Nine years after the advent of Company Builders in Germany we were curious about how their business model is evolving. Rocket Internet, publicly listed since 2014, is dominating the public perception, of course. According to CB Insights’ unicorn list (an unicorn is a private company valued at USD 1 bn or above), there are four unicorns in Germany – two of which have been launched by Rocket Internet. But what about the other Company Builders in Germany?
We identify 13 independent Company Builders (excluding Rocket Internet) with 82 active startups in their portfolios, not counting failed or exited startups. 39% of all startups have e-commerce, marketplace or SaaS business models. 2014 was the most active year for Company Builders – 30% of their portfolio companies have been founded then. What is surprising: in the last two years the company building activity was dropping significantly. In 2015 and Q1-3 2016 only four Company Builders have been active at all.
Are Company Builders failing to deliver returns for their investors and hence, cannot raise more capital? The jury is probably still out. Just like in venture capital, where funds have mostly a 10-year lifetime and are most active investors in the first three to five years, Company Builders have similar lifecycle stages.
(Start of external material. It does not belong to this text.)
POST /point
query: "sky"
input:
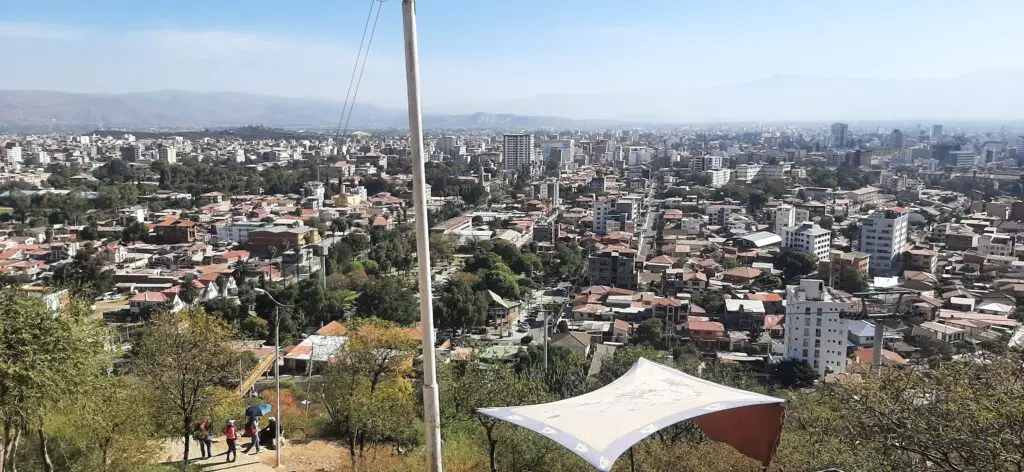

In the next years, we expect to see new Company Builders coming up in two forms. First, Strategic Company Builders (one example in our data set is FinLeap, a player purely focused on building FinTech companies): not only is it easier to raise money from strategic investors, they also can yield synergies in their operational model due to domain expertise and – when large enough – even create ecosystem synergies between their portfolio companies. Second, corporates (formerly “only” in a strategic investor role) evolve in their operational model on how to tackle innovations and form Captive Company Builders. There have been some failed attempts in the past, e.g. in Media: Holtzbrinck and ProSiebenSat.1. However, we believe it is a natural part of a corporate evolution into tech-driven business models and we see new examples across many industries already, e.g. Robert Bosch Start-up, Allianz X or Main Incubator (subsidiary of Commerzbank).